Comment by danielhanchen

6 months ago

Made some GGUFs if anyone wants to run them!

./llama.cpp/llama-cli -hf unsloth/gemma-3n-E4B-it-GGUF:UD-Q4_K_XL -ngl 99 --jinja --temp 0.0

./llama.cpp/llama-cli -hf unsloth/gemma-3n-E2B-it-GGUF:UD-Q4_K_XL -ngl 99 --jinja --temp 0.0

I'm also working on an inference + finetuning Colab demo! I'm very impressed since Gemma 3N has audio, text and vision! https://docs.unsloth.ai/basics/gemma-3n-how-to-run-and-fine-...

10 comments

danielhanchen

magicalhippo 6 months ago

Tried the E4B model in Ollama and it's totally broken when interpreting images. The output depends only on the text and is consistent in that way, but otherwise completely wrong.

Works fine with regular Gemma 3 4B, so I'll assume it's something on Ollama's side. edit: yep, text-only for now[1], would be nice if that was a bit more prominent than burried in a ticket...

Don't feel like compiling llama.cpp myself, so I'll have to wait to try your GGUFs there.

[1]: https://github.com/ollama/ollama/issues/10792#issuecomment-3...

danielhanchen 6 months ago

Oh I don't think multimodal works yet - it's text only for now!

upghost 6 months ago

Literally was typing out "Unsloth, do your thing!!" but you are way ahead of me. You rock <3 <3 <3

Thank you!

danielhanchen 6 months ago

:) Thanks!

bilsbie 6 months ago

Thanks!

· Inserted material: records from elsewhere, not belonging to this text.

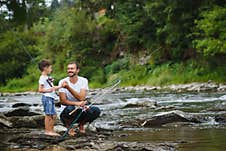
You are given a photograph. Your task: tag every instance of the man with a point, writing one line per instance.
(73, 94)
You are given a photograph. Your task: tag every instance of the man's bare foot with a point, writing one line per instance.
(72, 132)
(52, 134)
(82, 129)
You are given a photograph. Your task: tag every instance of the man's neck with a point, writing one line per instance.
(44, 73)
(74, 79)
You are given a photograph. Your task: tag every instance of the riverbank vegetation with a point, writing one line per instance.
(157, 42)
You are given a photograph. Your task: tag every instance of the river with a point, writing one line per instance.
(208, 135)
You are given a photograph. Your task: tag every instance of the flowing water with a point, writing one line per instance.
(205, 136)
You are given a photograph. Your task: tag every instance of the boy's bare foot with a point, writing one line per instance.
(72, 132)
(82, 129)
(52, 134)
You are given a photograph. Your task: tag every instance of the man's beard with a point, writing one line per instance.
(74, 74)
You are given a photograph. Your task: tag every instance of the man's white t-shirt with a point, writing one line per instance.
(82, 83)
(43, 81)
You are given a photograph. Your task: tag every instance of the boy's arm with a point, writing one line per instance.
(65, 101)
(41, 89)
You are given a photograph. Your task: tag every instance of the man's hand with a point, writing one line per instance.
(65, 84)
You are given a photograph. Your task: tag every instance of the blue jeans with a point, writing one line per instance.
(48, 105)
(86, 116)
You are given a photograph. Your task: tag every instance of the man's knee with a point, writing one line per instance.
(96, 111)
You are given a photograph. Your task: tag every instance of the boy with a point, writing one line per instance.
(47, 88)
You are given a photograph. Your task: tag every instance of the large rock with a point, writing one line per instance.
(4, 122)
(221, 118)
(169, 117)
(140, 102)
(161, 119)
(27, 121)
(21, 105)
(22, 111)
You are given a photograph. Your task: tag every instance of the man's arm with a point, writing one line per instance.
(81, 96)
(65, 101)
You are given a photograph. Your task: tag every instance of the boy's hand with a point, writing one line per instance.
(82, 103)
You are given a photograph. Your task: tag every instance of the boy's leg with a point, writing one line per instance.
(48, 121)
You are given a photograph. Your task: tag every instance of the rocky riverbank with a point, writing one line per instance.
(22, 130)
(192, 87)
(132, 108)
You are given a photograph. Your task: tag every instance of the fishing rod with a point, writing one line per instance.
(98, 96)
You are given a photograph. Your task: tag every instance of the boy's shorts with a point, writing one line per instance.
(48, 104)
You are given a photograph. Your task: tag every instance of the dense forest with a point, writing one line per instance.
(142, 42)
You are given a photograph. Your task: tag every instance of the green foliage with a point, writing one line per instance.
(116, 66)
(16, 51)
(212, 32)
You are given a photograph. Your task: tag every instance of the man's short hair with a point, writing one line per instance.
(44, 63)
(76, 63)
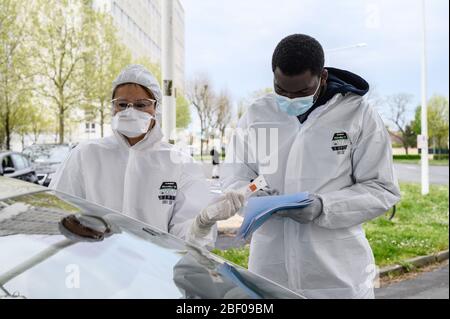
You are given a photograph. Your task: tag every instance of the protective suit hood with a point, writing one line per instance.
(339, 82)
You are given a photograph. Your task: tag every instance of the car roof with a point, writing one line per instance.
(52, 243)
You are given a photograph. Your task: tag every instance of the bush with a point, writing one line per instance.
(406, 157)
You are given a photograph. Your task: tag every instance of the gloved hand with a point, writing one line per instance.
(226, 207)
(304, 215)
(266, 192)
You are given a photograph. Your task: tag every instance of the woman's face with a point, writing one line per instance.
(132, 93)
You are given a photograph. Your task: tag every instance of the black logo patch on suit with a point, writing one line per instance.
(340, 143)
(168, 192)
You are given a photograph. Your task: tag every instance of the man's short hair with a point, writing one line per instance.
(299, 53)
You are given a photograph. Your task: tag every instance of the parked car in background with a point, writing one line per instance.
(17, 165)
(53, 245)
(46, 159)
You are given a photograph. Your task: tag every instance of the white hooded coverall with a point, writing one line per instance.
(342, 153)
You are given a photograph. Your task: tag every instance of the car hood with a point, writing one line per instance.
(44, 254)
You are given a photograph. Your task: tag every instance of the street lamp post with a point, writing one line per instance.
(424, 115)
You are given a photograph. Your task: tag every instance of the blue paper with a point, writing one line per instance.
(260, 209)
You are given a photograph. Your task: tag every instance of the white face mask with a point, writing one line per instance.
(297, 106)
(131, 123)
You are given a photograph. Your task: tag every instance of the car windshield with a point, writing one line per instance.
(53, 154)
(44, 253)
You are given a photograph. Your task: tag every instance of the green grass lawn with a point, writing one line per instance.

What kind of rig do I need?

jszymborski 6 months ago

Likely nothing crazy. My RTX 2080 is pumping out 45 tok/s.

knowaveragejoe 6 months ago

What is `jinja` in this context?

Tostino 6 months ago

The chat template is stored as a Jinja template.
gowld 6 months ago

https://jinja.palletsprojects.com/en/stable/